Unas 'Imágenes de muerte' con retratos funerarios

Una exposición muestra en Valencia más de un centenar de fotografías originales post mortem realizadas entre 1840 y 2017

EUROPA PRESS

El Museu Valencià d'Etnologia expone por primera vez más de un centenar de fotografías originales post mortem encargadas por los familiares como "recuerdo familiar" para mantener viva la "memoria" de sus seres queridos.

Desde 1940 hasta la actualidad, la muestra 'Imágenes de muerte. Representaciones fotográficas de la muerte ritualizada' reúne instantáneas inéditas realizadas entre 1840 y 2017, aunque esta práctica, habitual en todo el mundo durante años, dejaron de ejercerla los fotógrafos profesionales en la década de los 80.

La exposición, que se podrá visitar hasta el mes de junio, recupera 80 fotografías independientes y tres álbumes, con un treintena de imágenes cada uno, procedentes de las colecciones privadas de José Huguet Chanzá, Javier Sánchez Portas, Julio José García Mena y de la propia comisaria de la muestra, Virginia de La Cruz Lichet.

En declaraciones a Europa Press Televisión, el responsable de exposiciones temporales del Museu Valencià d'Etnologia, Jose María Candela, ha señalado que "la exposición está centrada desde mediados del siglo IXX hasta los años 80 del siglo XX". Además, ha añadido que "es una tradición que se pierde en el tiempo", ya que en la actualidad "la muerte es un tabú y este tipo de fotografía no tiene ahora ningún sentido".

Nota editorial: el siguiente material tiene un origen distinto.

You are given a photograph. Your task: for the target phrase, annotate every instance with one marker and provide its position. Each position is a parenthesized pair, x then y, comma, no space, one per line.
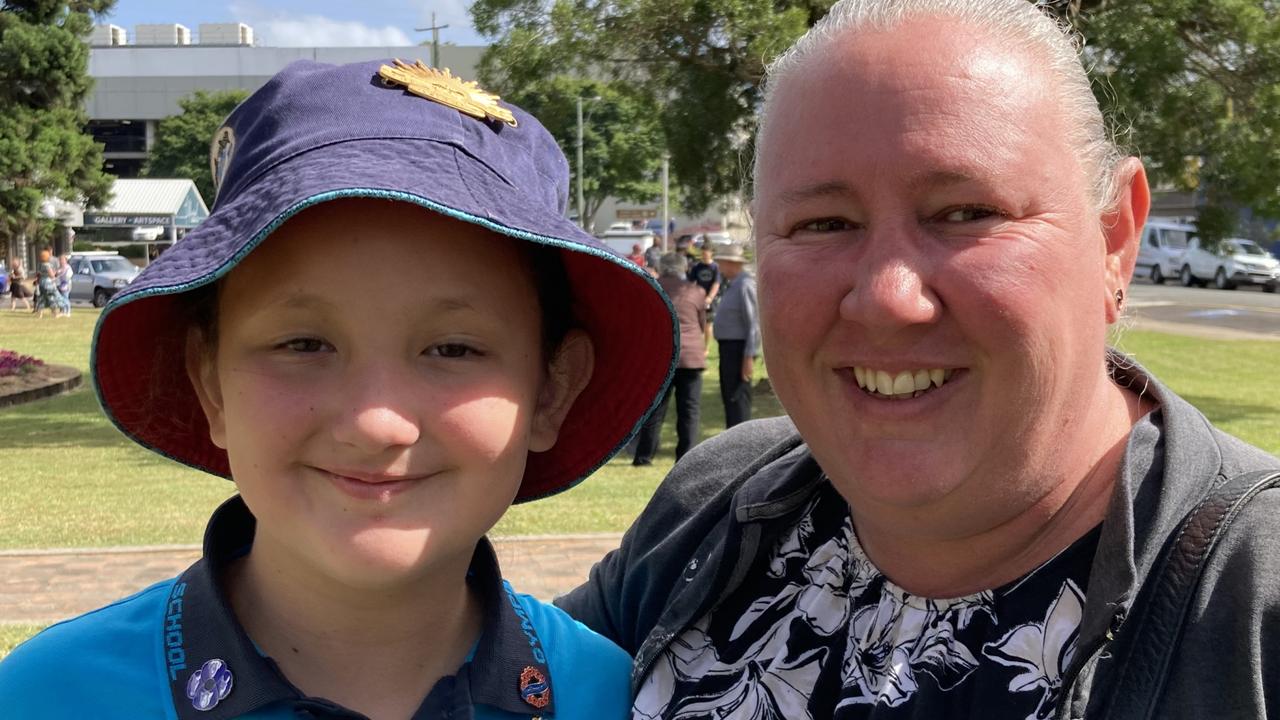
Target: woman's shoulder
(106,664)
(590,675)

Con las guerras mundiales y la Guerra Civil Española, los fotógrafos profesionales dejaron de hacerlas. Ahora, la fotógrafa y psicóloga Norma Grau, que trabaja en Barcelona, intenta recuperar esta tradición para llevarla a los hospitales españoles. De hecho, la fotografía más reciente de la muestra es suya y data del 20 de febrero de este 2017. En la imagen, una madre y un padre sostienen en brazos y dan un último beso a su recién nacida ya muerta.

El recorrido expositivo se divide en 'El rechazo de la muerte: El difunto como vivo' que incluye retratos pictóricos de niños como si estuvieran vivos. Le sigue 'Buscando el último soplo de vida' con retratos que buscan representar la personalidad del difunto: con su libro de lectura, sus juguetes o su sillón favorito y el cuerpo sentado o recostado para dar apariencia de vida.

Aceptación de la muerte

El apartado 'Dormiciones, el eterno sueño contemplado' opta por una posición más natural, con el difunto sobre un sofá, cama o cuna, en posición de horizontalidad, y predomina una escenografía de color negro de fondo que contrasta con el blando del pequeño.

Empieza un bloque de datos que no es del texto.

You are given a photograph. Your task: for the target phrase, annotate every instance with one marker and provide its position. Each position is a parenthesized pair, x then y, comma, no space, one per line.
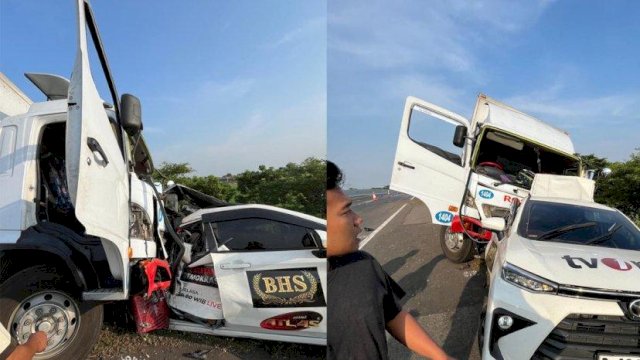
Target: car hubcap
(453,241)
(52,312)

En 'La aceptación de la muerte: el difunto en su caja y la familia conmemorándolo' la muerte es aceptada y la representación pasa a tener una visión más cruda y terrenal. En este tránsito se incorporan elementos propios de la muerte como el ataúd.

Los 'Retratos de grupo: la solemnidad e imponencia del acto' abarcan el velatorio y en ocasiones el traslado al cementerio. Pretende mostrar el último retrato de familia con el difunto en el ataúd y los familiares rodeándolo. En la misma línea se encuadran 'El cortejo fúnebre: narración del día de la muerte' como reportaje del día del entierro.

Como colofón, los 'Actos de conmemoración: el culto a la memoria' se erige como forma de "conservar en la memoria la imagen del ser querido" en espacios como sepulcros, lápidas o panteones.